阎鸿唤坐上自己的车,车启动了。这时,迎面一辆轿车驶进了工地,阎鸿唤认出这是柳若晨的车。
他叫司机灭了火,然后走出轿车,等着柳若晨。
柳若晨从车里出来,看见阎鸿唤,便向他走过来。
“你还没有走?”柳若晨问。
“开工典礼你怎么没参加?”阎鸿唤反问他。
“典礼,你是主角,有没有我这个陪衬并不重要。难得的时间挤出来,我去看她了。”
“我明白。”阎鸿唤轻轻地说,心中油然生起一种感激之情。
“不,你不明白。”柳若晨冷冷地说,“你根本不理解她,她天天盼望着凤凰桥的设计方案,而我们辜负了她。”
“你不会把结果告诉她吧?”
“我没有权利隐瞒。”
“什么?!”阎鸿唤几乎喊了起来,“你没有权利告诉她。”他抑制不住内心巨大矛盾带来的冲击,他狠狠地盯着柳若晨,如果他不是市长,如果柳若晨不是徐力里的丈夫,此刻,他都会一拳把柳若晨打倒。
“我有这个权利,我是她丈夫。过去我一直没有给予她什么,我想弥补我的过失。我爱她。”
“什么?这是爱吗?明明是刺激,对于一个身体虚弱、生命垂危的人,你是在折磨她,置她精神于绝境。你,你是报复吗?报复徐力里,也报复我,是不是这样?你回答我。”
“报复?”柳若晨扶了扶鼻梁上的眼镜,由于激动,他有些颤抖,眼镜一再往下掉,他索性摘了下来,死盯住眼前模糊不清的阎鸿唤,“原来是这样,没想到你是如此的冷酷。”
“柳若晨同志,你要对你说的每一句话负责。”阎鸿唤被柳若晨的态度和言词进一步激怒了。
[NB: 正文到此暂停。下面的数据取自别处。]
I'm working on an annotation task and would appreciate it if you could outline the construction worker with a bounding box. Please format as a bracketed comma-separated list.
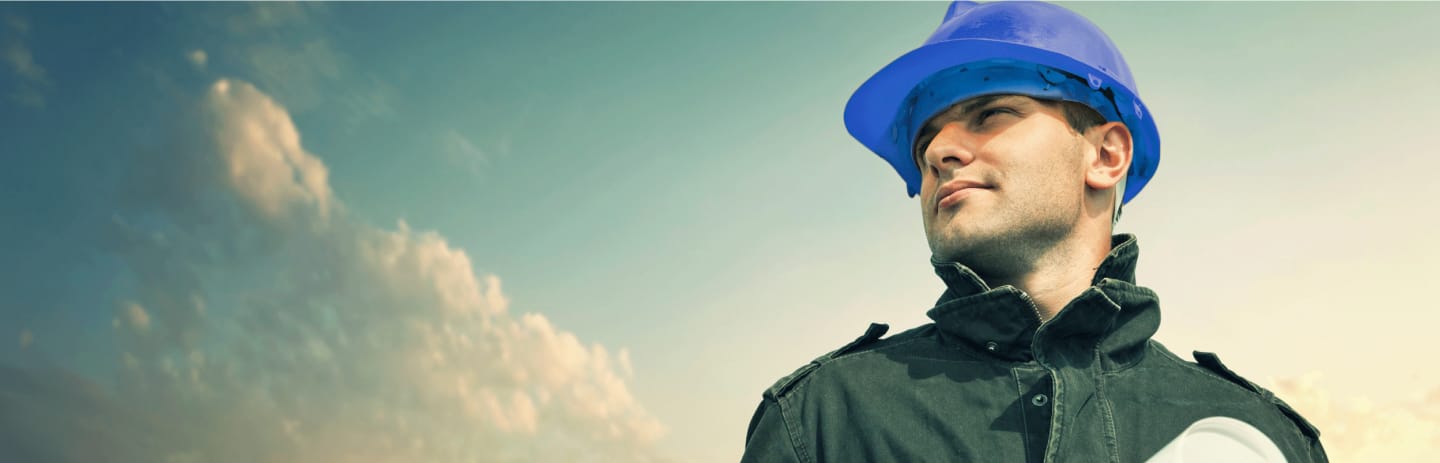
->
[743, 1, 1326, 463]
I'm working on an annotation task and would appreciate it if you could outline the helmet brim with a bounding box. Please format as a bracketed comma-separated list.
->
[844, 39, 1159, 203]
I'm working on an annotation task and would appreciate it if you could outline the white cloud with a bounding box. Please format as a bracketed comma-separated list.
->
[0, 14, 50, 108]
[206, 79, 333, 227]
[0, 81, 664, 462]
[1272, 372, 1440, 462]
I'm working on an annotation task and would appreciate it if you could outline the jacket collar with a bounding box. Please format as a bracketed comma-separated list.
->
[926, 234, 1159, 370]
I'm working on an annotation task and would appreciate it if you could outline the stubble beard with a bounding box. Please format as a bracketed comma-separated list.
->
[926, 198, 1076, 279]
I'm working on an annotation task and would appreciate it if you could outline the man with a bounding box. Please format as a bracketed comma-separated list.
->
[743, 1, 1326, 463]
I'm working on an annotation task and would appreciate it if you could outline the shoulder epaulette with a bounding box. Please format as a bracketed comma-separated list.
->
[1195, 351, 1320, 439]
[765, 324, 890, 398]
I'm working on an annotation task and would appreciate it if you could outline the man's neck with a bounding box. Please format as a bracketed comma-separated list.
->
[981, 236, 1110, 322]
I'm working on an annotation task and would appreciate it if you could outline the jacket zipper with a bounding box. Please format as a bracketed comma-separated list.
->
[1015, 289, 1045, 325]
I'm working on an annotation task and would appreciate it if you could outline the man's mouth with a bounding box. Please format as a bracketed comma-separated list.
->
[935, 180, 989, 210]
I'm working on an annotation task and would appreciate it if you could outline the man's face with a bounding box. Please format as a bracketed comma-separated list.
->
[914, 95, 1090, 267]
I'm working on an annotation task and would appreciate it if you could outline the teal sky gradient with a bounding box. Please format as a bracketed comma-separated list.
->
[0, 1, 1440, 462]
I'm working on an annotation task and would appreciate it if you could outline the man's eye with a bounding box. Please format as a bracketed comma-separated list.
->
[913, 135, 930, 171]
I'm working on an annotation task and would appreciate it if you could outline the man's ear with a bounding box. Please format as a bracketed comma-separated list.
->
[1084, 122, 1135, 190]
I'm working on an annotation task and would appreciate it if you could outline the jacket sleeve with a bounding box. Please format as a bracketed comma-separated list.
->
[740, 394, 801, 463]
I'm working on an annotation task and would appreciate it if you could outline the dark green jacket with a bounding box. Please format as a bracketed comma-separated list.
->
[743, 234, 1326, 463]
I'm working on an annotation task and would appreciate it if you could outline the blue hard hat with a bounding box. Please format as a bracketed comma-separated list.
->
[845, 1, 1161, 203]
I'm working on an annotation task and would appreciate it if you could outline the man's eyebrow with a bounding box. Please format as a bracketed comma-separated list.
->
[920, 95, 1021, 135]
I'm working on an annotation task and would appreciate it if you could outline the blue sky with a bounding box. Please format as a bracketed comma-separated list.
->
[0, 3, 1440, 462]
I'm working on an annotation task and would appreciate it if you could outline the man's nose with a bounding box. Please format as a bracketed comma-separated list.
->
[924, 122, 976, 177]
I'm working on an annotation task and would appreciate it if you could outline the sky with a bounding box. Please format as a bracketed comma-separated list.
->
[0, 1, 1440, 462]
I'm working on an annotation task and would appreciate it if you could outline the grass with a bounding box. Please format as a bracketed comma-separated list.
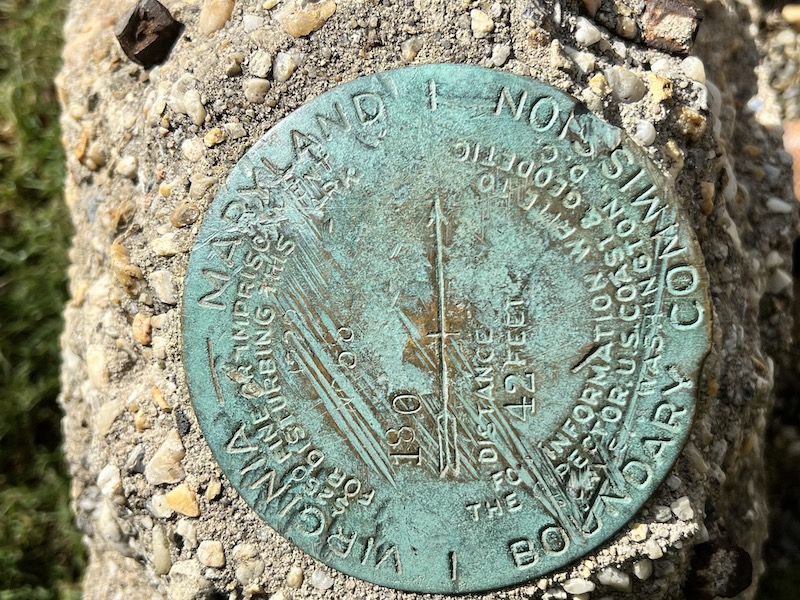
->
[0, 0, 85, 600]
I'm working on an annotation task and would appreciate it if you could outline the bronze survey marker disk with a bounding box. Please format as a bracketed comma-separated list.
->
[183, 65, 710, 592]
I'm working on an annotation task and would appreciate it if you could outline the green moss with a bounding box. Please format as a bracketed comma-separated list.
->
[0, 0, 85, 600]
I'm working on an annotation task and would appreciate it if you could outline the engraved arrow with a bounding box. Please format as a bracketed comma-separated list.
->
[428, 196, 459, 477]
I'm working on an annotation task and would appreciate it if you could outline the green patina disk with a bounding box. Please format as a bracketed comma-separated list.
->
[183, 65, 711, 593]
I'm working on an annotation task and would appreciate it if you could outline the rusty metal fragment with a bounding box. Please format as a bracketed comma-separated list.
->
[114, 0, 183, 69]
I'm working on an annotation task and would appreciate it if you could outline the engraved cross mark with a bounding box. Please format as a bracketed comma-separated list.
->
[428, 196, 459, 477]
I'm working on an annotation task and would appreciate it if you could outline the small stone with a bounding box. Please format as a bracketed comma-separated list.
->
[153, 525, 172, 575]
[205, 479, 222, 502]
[114, 156, 139, 180]
[633, 119, 656, 146]
[575, 17, 603, 46]
[248, 50, 272, 79]
[490, 44, 511, 67]
[597, 567, 633, 592]
[197, 540, 225, 569]
[183, 88, 208, 127]
[561, 578, 595, 594]
[400, 35, 424, 62]
[766, 269, 794, 294]
[144, 429, 186, 485]
[95, 400, 124, 436]
[181, 137, 206, 163]
[644, 538, 664, 560]
[669, 496, 694, 521]
[681, 56, 706, 83]
[86, 344, 109, 388]
[114, 0, 183, 69]
[272, 52, 297, 83]
[469, 8, 494, 39]
[628, 523, 649, 542]
[308, 569, 333, 591]
[97, 464, 124, 504]
[242, 79, 271, 104]
[165, 483, 200, 517]
[633, 558, 653, 581]
[203, 127, 225, 148]
[767, 196, 794, 215]
[150, 270, 178, 304]
[197, 0, 233, 35]
[277, 0, 336, 38]
[605, 67, 647, 102]
[222, 123, 247, 140]
[286, 565, 303, 589]
[169, 200, 200, 228]
[131, 313, 153, 346]
[642, 0, 698, 54]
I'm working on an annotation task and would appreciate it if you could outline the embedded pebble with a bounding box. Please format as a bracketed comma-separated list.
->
[164, 483, 200, 517]
[248, 50, 272, 79]
[153, 525, 172, 575]
[308, 569, 333, 591]
[766, 269, 794, 294]
[242, 79, 271, 104]
[633, 558, 653, 581]
[286, 565, 303, 589]
[86, 344, 109, 388]
[469, 8, 494, 39]
[131, 313, 153, 346]
[597, 567, 632, 592]
[150, 233, 181, 255]
[400, 35, 424, 62]
[222, 123, 247, 140]
[114, 156, 139, 179]
[605, 67, 647, 102]
[681, 56, 706, 84]
[197, 540, 225, 569]
[575, 17, 603, 46]
[767, 196, 794, 215]
[97, 464, 124, 503]
[561, 578, 594, 594]
[144, 429, 186, 485]
[183, 89, 208, 126]
[198, 0, 233, 35]
[272, 52, 297, 83]
[490, 44, 511, 67]
[628, 523, 649, 542]
[277, 0, 336, 38]
[633, 119, 656, 146]
[169, 200, 200, 229]
[644, 538, 664, 560]
[181, 137, 206, 163]
[203, 127, 225, 148]
[150, 270, 178, 304]
[669, 496, 694, 521]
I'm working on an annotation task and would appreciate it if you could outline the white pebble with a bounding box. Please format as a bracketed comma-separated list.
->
[491, 44, 511, 67]
[597, 567, 631, 592]
[633, 558, 653, 581]
[767, 196, 794, 215]
[681, 56, 706, 83]
[249, 50, 272, 79]
[469, 8, 494, 39]
[575, 17, 603, 46]
[561, 578, 594, 594]
[308, 569, 333, 591]
[272, 52, 297, 82]
[114, 156, 139, 179]
[633, 119, 656, 146]
[669, 496, 694, 521]
[766, 269, 793, 294]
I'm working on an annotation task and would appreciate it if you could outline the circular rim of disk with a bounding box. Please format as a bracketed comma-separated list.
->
[182, 64, 711, 593]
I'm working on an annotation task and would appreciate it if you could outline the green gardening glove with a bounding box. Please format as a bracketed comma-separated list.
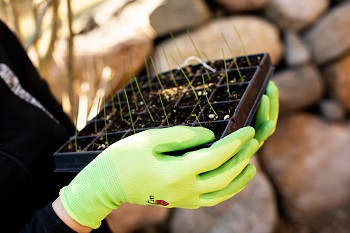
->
[254, 81, 279, 147]
[60, 126, 259, 228]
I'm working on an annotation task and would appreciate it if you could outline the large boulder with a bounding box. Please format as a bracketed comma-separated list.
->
[304, 1, 350, 64]
[266, 0, 329, 31]
[272, 64, 324, 113]
[150, 0, 212, 37]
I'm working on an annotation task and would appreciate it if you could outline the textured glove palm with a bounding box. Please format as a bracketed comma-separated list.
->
[60, 126, 259, 228]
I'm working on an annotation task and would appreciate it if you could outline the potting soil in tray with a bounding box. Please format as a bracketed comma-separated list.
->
[53, 53, 274, 172]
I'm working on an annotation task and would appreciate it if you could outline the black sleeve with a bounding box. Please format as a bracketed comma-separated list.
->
[20, 203, 75, 233]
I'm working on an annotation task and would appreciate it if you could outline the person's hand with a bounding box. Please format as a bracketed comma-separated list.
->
[254, 81, 279, 147]
[60, 126, 259, 228]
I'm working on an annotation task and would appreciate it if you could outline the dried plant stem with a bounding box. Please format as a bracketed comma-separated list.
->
[171, 56, 198, 100]
[170, 33, 185, 61]
[187, 30, 211, 80]
[117, 94, 124, 121]
[150, 57, 164, 91]
[109, 74, 115, 113]
[143, 56, 152, 91]
[158, 92, 170, 126]
[74, 110, 79, 151]
[221, 34, 244, 82]
[162, 46, 178, 87]
[233, 26, 252, 66]
[94, 98, 101, 134]
[221, 49, 231, 96]
[134, 77, 154, 122]
[124, 89, 135, 133]
[103, 99, 109, 147]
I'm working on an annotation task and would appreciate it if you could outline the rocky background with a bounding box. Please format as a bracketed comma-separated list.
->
[46, 0, 350, 233]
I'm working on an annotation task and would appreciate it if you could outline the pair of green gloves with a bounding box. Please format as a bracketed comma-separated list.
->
[60, 81, 279, 228]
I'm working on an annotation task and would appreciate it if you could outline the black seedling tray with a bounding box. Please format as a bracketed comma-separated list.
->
[53, 53, 274, 172]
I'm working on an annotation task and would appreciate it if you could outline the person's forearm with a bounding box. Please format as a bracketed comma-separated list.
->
[52, 197, 92, 233]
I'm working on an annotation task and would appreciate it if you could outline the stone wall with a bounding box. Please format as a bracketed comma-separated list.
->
[52, 0, 350, 233]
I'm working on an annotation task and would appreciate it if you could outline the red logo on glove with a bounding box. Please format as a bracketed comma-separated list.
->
[147, 196, 169, 206]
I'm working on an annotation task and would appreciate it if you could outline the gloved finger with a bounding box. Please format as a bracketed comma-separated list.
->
[255, 95, 270, 129]
[185, 126, 255, 174]
[199, 164, 256, 206]
[254, 120, 275, 146]
[198, 139, 259, 193]
[143, 126, 214, 154]
[266, 81, 279, 125]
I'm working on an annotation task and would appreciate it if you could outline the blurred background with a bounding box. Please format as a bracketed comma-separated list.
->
[0, 0, 350, 233]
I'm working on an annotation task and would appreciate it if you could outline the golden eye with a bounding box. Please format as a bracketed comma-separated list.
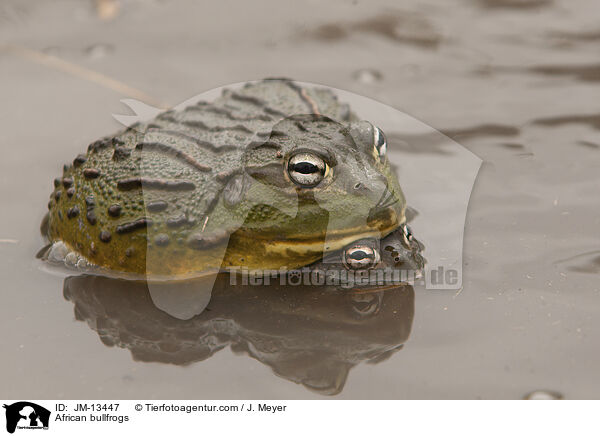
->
[342, 245, 380, 270]
[373, 127, 387, 162]
[288, 152, 329, 188]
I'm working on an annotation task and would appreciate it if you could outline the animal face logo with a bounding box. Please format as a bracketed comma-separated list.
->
[3, 401, 50, 433]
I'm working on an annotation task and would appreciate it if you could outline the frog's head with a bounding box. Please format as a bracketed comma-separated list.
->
[310, 224, 425, 288]
[244, 114, 405, 250]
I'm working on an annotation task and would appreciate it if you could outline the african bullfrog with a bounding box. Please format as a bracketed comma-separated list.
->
[45, 79, 405, 279]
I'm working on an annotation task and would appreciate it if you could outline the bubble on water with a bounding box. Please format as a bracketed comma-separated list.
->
[352, 68, 383, 85]
[85, 43, 115, 59]
[524, 391, 563, 400]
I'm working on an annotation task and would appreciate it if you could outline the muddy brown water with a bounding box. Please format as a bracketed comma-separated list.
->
[0, 0, 600, 399]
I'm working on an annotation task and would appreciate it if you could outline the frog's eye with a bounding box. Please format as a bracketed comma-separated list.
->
[288, 152, 329, 188]
[373, 127, 387, 162]
[342, 245, 380, 270]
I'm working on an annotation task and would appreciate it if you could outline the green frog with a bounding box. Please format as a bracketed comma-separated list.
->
[44, 79, 406, 280]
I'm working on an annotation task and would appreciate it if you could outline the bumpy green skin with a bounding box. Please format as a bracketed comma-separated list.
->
[48, 80, 405, 278]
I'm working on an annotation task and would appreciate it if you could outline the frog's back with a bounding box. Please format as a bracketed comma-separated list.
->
[47, 80, 353, 275]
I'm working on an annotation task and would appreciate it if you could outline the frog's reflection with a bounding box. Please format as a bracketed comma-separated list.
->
[64, 274, 414, 395]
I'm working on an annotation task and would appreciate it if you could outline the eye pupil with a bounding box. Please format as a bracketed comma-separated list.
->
[293, 162, 319, 174]
[288, 152, 328, 188]
[343, 245, 379, 270]
[373, 127, 387, 161]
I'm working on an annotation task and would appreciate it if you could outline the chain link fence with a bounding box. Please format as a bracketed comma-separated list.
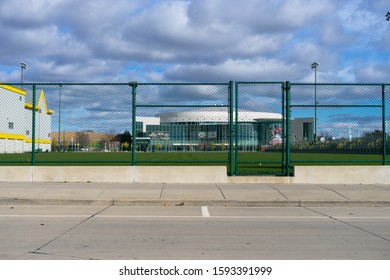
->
[290, 83, 387, 165]
[0, 82, 390, 175]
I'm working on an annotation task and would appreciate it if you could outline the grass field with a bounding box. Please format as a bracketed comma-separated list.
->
[0, 152, 382, 175]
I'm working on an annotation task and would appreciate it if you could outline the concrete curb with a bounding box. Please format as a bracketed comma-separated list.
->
[0, 198, 390, 207]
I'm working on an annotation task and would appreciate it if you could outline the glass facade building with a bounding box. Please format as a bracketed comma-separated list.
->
[136, 111, 312, 152]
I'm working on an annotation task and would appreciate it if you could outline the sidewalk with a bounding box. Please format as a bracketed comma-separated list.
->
[0, 182, 390, 207]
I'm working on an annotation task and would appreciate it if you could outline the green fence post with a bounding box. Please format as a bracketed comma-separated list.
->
[229, 81, 235, 176]
[31, 84, 37, 166]
[130, 82, 137, 166]
[281, 83, 287, 175]
[382, 84, 387, 165]
[234, 83, 238, 176]
[285, 81, 291, 176]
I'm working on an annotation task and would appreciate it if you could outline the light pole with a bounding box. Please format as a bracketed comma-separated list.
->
[311, 62, 318, 143]
[20, 62, 27, 89]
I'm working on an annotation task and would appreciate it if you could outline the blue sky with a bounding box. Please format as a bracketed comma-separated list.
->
[0, 0, 390, 134]
[0, 0, 390, 82]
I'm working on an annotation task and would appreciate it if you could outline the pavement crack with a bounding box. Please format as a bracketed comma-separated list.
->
[267, 185, 288, 200]
[303, 206, 390, 242]
[319, 185, 351, 200]
[30, 205, 112, 254]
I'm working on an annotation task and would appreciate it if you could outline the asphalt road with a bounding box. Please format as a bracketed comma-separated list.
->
[0, 205, 390, 260]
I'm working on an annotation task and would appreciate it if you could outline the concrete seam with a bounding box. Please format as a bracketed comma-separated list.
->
[318, 185, 351, 200]
[303, 207, 390, 242]
[267, 184, 288, 200]
[29, 204, 112, 254]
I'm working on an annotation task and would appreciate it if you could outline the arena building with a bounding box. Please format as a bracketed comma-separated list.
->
[136, 108, 314, 151]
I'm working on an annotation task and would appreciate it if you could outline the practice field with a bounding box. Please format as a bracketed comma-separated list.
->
[0, 152, 382, 175]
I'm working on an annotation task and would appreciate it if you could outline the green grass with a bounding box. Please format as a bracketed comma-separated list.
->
[0, 152, 384, 175]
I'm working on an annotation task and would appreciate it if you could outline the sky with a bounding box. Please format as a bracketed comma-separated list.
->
[0, 0, 390, 138]
[0, 0, 390, 82]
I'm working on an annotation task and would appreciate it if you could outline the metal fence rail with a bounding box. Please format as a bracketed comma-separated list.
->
[0, 82, 390, 176]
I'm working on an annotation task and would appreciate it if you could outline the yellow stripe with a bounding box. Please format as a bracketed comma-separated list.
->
[0, 83, 26, 95]
[0, 133, 24, 140]
[0, 133, 51, 144]
[24, 138, 51, 144]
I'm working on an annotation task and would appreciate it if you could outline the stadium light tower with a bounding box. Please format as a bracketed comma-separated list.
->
[20, 62, 27, 86]
[311, 62, 319, 142]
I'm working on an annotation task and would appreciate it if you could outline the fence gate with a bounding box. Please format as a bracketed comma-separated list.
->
[234, 82, 287, 176]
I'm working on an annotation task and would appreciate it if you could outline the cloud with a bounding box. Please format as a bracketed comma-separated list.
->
[0, 0, 390, 135]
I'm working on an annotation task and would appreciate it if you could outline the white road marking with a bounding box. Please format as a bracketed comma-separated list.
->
[202, 206, 210, 217]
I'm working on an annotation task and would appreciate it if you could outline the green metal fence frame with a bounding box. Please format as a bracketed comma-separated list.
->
[130, 81, 235, 176]
[234, 81, 288, 176]
[3, 81, 390, 176]
[286, 82, 390, 168]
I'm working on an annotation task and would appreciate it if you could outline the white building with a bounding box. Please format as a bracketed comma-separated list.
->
[0, 84, 53, 153]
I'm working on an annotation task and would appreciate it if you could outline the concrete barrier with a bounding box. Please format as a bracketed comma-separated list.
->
[292, 166, 390, 184]
[0, 166, 32, 182]
[0, 166, 228, 183]
[133, 166, 228, 184]
[32, 166, 133, 183]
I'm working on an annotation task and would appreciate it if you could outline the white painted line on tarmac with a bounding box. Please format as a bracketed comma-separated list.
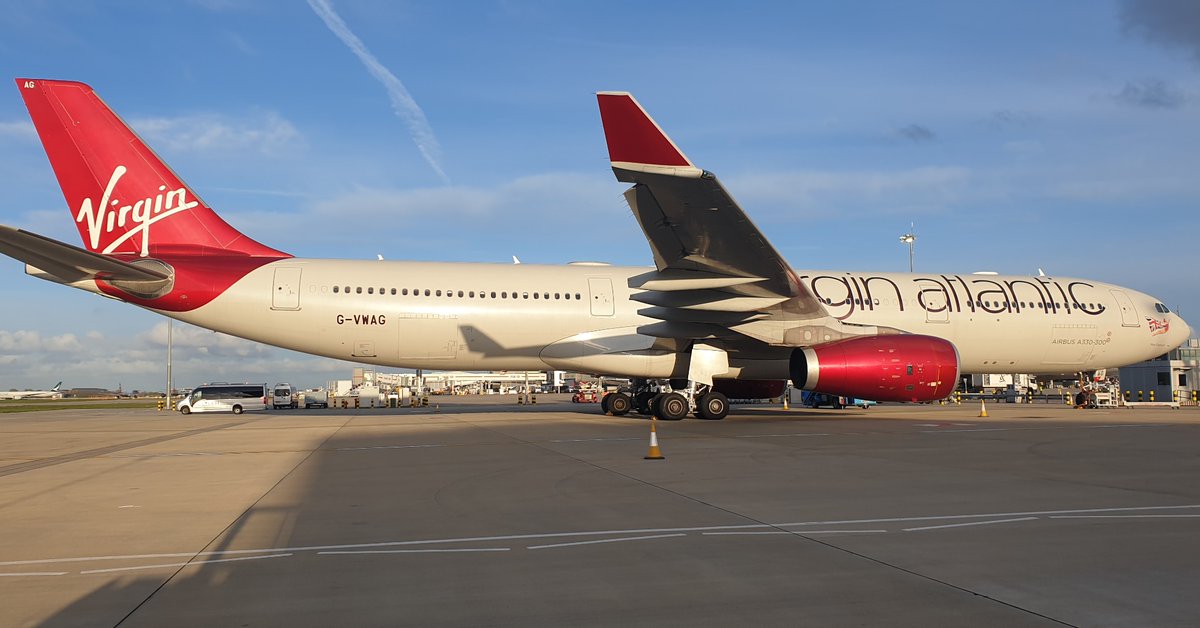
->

“难道我说得不对吗?你冷酷,冷酷到连她最后的愿望都不让她实现,还想欺骗她。”
“我是市长,不能为一个女人的愿望去浪费国家的财产,这你不是不知道!”
“可是为什么不能让她修改一下,成全她呢?”
“工期紧,我们没法儿等。”
“工期是人定的。”柳若晨毫不放松。
“工期就是金钱,就是一座城市的财富!”
“而且你虚伪。”柳若晨一字一句地说出这句话,转身准备离去。
“站住!”阎鸿唤无法忍受这种轻蔑,“你需要把话讲清楚。”
柳若晨回过头,望着他:“不要这样大惊小怪,不要指望人人都对你唱颂歌,你做不到。你爱她,但你否认,欺骗自己,也欺骗别人。不然,你何至于联想到报复?你这个词儿,正是说明你离开她是对她、对她父亲的报复,而且你只允许你这样报复。别人恨她你受不了,别人爱她,你也受不了。难道最后,你还要让她继续把你的欺骗当作希望,带着对你的依恋离开人世吗?人不能太贪心了,你选择了事业,自尊,选择了报复,就不能再希图留有她那个温馨的梦。我是她的丈夫,我要尽我的一切去帮助她,让她看到自己的力量和希望,明明白白,不留遗憾地告别人世。人的生命结束时,真正的幸福是为自己写上一个完整的句号,我想这是她的心愿。”
阎鸿唤从未见过书生气十足的柳若晨这样激动,这样跟他毫无顾忌,振振有词地讲话;也从没想到柳若晨居然这样把他看得清清楚楚,比他自己还清楚。他终日忙碌,沉浸在总体设计和宏伟蓝图的事业中,很少有暇想别的。柳若晨却一再地勾起他的这根柔肠。他突然对自己,对柳若晨产生了一种厌恶。